The rooms at the back of the house stay the warmest...which are all the bedrooms, so she is in the warmest area of the house right now. We did get a vent deflector to go on the vent in the room to keep any drafts from her area. Her cages are raised off the floor on tables, would it be better to put on the floor while using the space heater? As of right now we do not have lids on the bins, as she is so small and the bins are quite tall.


----------



## Tom (Jul 21, 2013)

redhead38 said:


> I do have a space heater that I use at work during the cold months...I will bring that home for now.
> 
> The rooms at the back of the house stay the warmest...which are all the bedrooms, so she is in the warmest area of the house right now. We did get a vent deflector to go on the vent in the room to keep any drafts from her area. Her cages are raised off the floor on tables, would it be better to put on the floor while using the space heater? As of right now we do not have lids on the bins, as she is so small and the bins are quite tall.
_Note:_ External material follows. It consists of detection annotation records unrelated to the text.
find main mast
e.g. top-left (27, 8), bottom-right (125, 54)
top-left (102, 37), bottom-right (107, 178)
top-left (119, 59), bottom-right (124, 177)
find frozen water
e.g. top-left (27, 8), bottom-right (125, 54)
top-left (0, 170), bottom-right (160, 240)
If you have a lid I'd keep it on the table- but I'd never take the risk of not having a lid (if no lid- the drop would be far less if it was on the floor). But if you're just talking about the heating then I don't see why it would matter that much. Heat rises!


----------



## redhead38 (Jul 11, 2013)

Thanks ya'll. We are gonna use a space heater until all the stuff for the CHE can be located! I think I will get some kind of wire rack top for the bins so we can sit the lamps on top..kinda in the middle to keep as far from plastic sides as possible. Do we still need vent holes in the side of the bins if we have such an open top?


----------



## Tom (Jul 21, 2013)

redhead38 said:


> Thanks ya'll. We are gonna use a space heater until all the stuff for the CHE can be located! I think I will get some kind of wire rack top for the bins so we can sit the lamps on top..kinda in the middle to keep as far from plastic sides as possible. Do we still need vent holes in the side of the bins if we have such an open top?
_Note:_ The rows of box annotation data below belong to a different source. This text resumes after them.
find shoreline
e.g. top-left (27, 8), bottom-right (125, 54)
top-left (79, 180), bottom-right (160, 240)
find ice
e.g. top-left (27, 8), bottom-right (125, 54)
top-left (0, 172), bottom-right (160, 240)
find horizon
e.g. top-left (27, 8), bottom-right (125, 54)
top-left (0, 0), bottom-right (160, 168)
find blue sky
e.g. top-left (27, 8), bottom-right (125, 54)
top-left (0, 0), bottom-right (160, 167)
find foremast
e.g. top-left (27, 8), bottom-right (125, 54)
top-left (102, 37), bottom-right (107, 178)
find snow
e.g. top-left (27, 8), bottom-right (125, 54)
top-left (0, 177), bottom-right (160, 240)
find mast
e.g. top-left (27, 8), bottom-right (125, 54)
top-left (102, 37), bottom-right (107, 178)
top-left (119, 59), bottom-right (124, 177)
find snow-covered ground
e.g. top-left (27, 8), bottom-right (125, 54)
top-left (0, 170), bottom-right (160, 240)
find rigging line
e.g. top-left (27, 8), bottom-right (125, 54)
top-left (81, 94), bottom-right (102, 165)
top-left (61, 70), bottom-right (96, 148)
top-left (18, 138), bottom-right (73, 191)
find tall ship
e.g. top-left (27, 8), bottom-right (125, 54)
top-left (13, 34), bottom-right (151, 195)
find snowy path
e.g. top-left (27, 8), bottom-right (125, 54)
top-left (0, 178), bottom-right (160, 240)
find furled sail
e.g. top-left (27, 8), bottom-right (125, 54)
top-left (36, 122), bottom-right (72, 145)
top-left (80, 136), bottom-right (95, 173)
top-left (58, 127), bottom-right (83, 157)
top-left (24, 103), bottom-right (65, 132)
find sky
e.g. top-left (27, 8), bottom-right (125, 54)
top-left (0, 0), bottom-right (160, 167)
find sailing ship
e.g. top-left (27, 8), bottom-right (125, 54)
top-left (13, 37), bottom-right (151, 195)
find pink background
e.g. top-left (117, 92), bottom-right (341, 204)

I know a lot of people don't cut holes in the side. So you should be fine although it's not a bad idea.


----------



## JulieAnne (Sep 3, 2012)

Yes you still need the ventilation holes. The fumes from their urine and poop get "stuck" down with them and can cause respiratory issues so vent holes are a must.


----------



## redhead38 (Jul 11, 2013)

how low on the bin do you put the vent holes?


----------



## Tom (Jul 21, 2013)




----------



## redhead38 (Jul 11, 2013)

Still trying to make a decision on which CHE bulb to buy! Since we have the bins, would it best to get the smallest watt bulb? I don't want to make it too hot in there or melt the bin. The measurments for our bins are (l x w) 26x16 (66 qts) and 32x19 (105 qts) I want to get this ordered ASAP as there is no where locally for me to purchase these items. I can find the lamps but no bulbs!! Please help!!!


----------



## Lilysmommy (Jan 7, 2009)

Yeah, I would guess you would only need a 60-watt or 75-watt bulb for each bin since they should hold heat in pretty well. It depends on the temp of your home too - especially in the winter. If you keep it pretty cool, you may want to get a 100-watt bulb instead, but otherwise it might keep it too warm.


----------



## redhead38 (Jul 11, 2013)

I'm a chilly girl so I keep it warm!!! even now I keep the themostat on 77!! lol but her bins are staying roughly around 73 degress


----------



## Lilysmommy (Jan 7, 2009)

:lol: You sound like me, I'm constantly cold! 60- to 75-watt bulbs should be just fine then.


----------



## redhead38 (Jul 11, 2013)

Thanks for all your help! We should be getting th CHE system in this week...and MAYBE I wont be so paranoid!!


----------